I know with DS1 when he was in child care, he never took as much EBM as he would from a direct breastfeed (not a bottle fan!) and he would often sneak in extra feeds overnight to make up for it. It was exhausting, I can sympathise.
If there's not much more to do than what I'm doing how do I get passed feeling like I've failed her, she loves her booby (although she takes a bottle fine from hubby & babysitters) & I love being able to feed her.
These are all very natural feelings, but I would like to say by no means have you failed your daughter.
It seems to be a common misconception that breastfeeding is all or nothing. There are many women who mix feed. Any amount of breastmilk in your baby's diet is good for her and you still get to enjoy those lovely milky cuddles together. Your breasts are very clever things, they can adjust your supply up and down, changing day to day and week to week depending on what your baby needs.

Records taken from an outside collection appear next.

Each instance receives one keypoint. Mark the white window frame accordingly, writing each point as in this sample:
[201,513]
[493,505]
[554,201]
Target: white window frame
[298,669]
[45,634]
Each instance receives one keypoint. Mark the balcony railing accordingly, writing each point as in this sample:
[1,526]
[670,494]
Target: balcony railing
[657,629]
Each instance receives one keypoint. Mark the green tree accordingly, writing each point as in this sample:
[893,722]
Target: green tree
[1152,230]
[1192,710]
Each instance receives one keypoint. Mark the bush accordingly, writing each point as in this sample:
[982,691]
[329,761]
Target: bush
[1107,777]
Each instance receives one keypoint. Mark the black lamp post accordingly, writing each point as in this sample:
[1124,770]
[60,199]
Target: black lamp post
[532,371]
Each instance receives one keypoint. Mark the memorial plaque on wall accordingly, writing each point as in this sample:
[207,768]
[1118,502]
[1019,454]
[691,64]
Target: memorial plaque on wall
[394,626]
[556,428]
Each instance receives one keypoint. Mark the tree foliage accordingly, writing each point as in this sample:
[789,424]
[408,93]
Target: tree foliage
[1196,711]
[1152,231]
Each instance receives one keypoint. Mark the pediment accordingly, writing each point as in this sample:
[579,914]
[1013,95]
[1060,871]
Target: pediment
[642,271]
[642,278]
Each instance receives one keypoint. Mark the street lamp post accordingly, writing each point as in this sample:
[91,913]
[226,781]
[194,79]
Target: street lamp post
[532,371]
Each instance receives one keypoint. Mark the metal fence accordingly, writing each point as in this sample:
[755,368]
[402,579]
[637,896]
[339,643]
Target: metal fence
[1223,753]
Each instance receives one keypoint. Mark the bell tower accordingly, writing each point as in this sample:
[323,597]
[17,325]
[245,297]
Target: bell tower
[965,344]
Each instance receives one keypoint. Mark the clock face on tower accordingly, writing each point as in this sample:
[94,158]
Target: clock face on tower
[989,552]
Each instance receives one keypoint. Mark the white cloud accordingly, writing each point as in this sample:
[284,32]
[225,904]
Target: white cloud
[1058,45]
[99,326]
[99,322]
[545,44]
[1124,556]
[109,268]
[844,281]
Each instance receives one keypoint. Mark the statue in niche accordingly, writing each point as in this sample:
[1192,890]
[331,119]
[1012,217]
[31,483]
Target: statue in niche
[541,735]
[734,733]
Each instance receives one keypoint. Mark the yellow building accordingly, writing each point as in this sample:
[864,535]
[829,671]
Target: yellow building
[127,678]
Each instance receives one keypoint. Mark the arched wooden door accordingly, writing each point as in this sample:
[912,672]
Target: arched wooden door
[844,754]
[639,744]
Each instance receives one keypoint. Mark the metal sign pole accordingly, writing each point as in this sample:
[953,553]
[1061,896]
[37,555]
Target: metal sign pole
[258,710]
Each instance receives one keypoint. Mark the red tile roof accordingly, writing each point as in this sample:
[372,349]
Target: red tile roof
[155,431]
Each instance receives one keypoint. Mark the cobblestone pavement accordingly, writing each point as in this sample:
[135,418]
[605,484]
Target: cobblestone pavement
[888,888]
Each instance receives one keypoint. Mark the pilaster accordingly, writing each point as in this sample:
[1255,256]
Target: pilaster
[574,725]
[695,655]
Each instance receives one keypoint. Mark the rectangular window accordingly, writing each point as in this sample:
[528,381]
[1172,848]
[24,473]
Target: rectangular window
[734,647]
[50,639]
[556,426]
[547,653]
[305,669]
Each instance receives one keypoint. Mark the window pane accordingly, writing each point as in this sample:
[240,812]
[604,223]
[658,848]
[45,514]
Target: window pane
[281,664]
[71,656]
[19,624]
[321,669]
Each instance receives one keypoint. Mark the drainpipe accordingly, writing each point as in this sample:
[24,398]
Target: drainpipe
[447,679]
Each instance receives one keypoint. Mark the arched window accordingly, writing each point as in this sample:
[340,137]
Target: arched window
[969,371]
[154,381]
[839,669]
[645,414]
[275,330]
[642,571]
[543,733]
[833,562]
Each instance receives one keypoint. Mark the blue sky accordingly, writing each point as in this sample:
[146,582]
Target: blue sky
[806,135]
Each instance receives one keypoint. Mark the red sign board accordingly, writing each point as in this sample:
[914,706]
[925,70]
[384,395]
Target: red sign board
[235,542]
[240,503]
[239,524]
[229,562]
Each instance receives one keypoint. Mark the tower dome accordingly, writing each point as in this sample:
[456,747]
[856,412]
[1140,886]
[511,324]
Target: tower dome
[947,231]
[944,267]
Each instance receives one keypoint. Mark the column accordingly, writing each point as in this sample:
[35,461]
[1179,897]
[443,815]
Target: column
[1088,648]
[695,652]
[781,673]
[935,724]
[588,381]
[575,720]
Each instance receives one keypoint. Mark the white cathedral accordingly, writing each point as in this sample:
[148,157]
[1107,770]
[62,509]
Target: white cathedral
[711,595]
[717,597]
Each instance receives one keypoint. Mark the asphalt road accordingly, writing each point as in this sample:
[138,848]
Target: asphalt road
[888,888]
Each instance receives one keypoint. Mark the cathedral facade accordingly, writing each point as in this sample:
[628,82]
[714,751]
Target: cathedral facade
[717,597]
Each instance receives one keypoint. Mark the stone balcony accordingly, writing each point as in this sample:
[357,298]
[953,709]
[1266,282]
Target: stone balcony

Working long hours and breastfeeding a young baby is incredibly tough and you need to balance your own physical and emotional health in to the mix as well. Good on you for keeping breastfeeding.
I hope the tired improves soon!
Posted 10 January 2013 - 08:18 PM
I BF whilst working FT from 4-6 monts.
I found expressing overnight a useful tool. Also dream feed to get more into bub when you're there. Can your Mum bring bub in to you at work for a feed?. Again a double electric pump with hands free milking bra is a godsend. I also used to carry a small manual pump in my handbag and if I had 5 minutes I'd do some pumping.
Seriously be kind to yourself. It is not a failure to top bub up with formula.
My MIL too was always on about my overfeeding bub/feeding too often. (she used to go on about bub getting fat! WTF) She used to take bub out for walks and just not bring her back for hours past when she would usually feed. I have no solution for dealing with it. My relationship with my MIL has been permanently damaged. You are not alone with these issues.
ETA In retrospect it might have been better for me to be less dedicated to pumping as it's just such hard work. With this bub (due in a month) I 'm not going to go to such lengths as I want to balance the whole families well being rather than getting so caught up with making BFing work. That's just me, but I wanted to add the thought as something to consider.
Edited by whale-woman, 10 January 2013 - 08:46 PM.